According to DealJournal, the only major U.S. deal Citigroup isn’t tackling right now is NRG Energy’s pending unsolicited takeover offer for Calpine. A peek at how even an ailing bank can keep many rods in the fire, if it’s clever.

May 2008

Deal Journal’s “Making Lemonade Out of Lemons” award this week goes to Citigroup’s investment bankers.

In the past two weeks, Citigroup’s bankers advised Harry Macklowe on his $3.95 billion sale of the GM Building to a group led by Mort Zuckerman; Electronic Data Systems on its $13.25 billion sale to Hewlett-Packard; Time Warner on the $40.3 billion splitoff of Time Warner Cable; Tribune Corp. on the sale of Newsday; and AIG on its $18 billion financing, which Citigroup also co-led.

While the deals cross all sectors, three of them–EDS, Time Warner, Tribune–come from the technology, media and telecommunications group, which lost co-head Chris Varelas a few months ago.

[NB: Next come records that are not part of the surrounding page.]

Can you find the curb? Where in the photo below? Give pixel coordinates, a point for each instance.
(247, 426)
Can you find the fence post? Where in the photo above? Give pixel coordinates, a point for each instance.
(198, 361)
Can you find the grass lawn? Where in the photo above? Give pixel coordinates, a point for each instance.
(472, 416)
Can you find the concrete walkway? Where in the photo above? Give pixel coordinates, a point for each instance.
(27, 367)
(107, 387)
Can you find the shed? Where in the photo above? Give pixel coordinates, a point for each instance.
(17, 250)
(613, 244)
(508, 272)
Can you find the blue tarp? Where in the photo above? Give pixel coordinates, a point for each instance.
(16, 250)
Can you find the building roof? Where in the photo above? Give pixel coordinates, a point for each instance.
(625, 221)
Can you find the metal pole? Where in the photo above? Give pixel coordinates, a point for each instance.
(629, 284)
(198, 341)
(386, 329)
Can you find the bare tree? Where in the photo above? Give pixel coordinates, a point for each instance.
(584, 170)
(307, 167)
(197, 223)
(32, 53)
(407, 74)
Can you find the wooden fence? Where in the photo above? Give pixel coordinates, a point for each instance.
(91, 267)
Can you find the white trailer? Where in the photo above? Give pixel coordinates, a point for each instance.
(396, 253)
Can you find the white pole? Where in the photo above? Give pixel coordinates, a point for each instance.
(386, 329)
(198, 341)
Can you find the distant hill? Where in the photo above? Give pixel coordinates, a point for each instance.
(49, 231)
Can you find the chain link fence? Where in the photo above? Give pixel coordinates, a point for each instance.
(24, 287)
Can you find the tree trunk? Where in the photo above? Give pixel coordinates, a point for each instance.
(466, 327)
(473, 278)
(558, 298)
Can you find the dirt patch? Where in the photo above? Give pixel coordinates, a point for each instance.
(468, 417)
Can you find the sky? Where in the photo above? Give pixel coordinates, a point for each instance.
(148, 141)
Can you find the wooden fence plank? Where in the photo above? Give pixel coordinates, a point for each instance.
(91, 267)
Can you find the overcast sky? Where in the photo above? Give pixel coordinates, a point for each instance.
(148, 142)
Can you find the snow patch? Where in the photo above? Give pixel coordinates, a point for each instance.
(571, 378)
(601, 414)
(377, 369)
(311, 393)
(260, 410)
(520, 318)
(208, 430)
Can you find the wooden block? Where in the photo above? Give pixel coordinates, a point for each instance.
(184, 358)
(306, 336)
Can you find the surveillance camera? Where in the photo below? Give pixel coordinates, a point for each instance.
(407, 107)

Ben Druskin recently took over Varelas’s vacated spot.

The only major U.S. deal Citigroup isn’t working on right now is NRG Energy’s pending unsolicited takeover offer for Calpine. As of Friday, Citigroup ranked No. 3 in this year’s mergers and acquisitions rankings, with $271.1 billion of deals to its credit, behind No. 2 J.P. Morgan Chase and No. 1 Goldman Sachs Group. Goldman has racked up $357 billion in advisory credit this year, according to Dealogic.

Citigroup’s bankers have signed up the mandates despite–or perhaps because of–persistent talk about a breakup of Citigroup. New Chief Executive Vikram Pandit has publicly announced plans to overhaul all of Citigroup–although he has said he doesn’t plan to split it up–and he recently moved co-head of investment banking Alberto Verme to Dubai.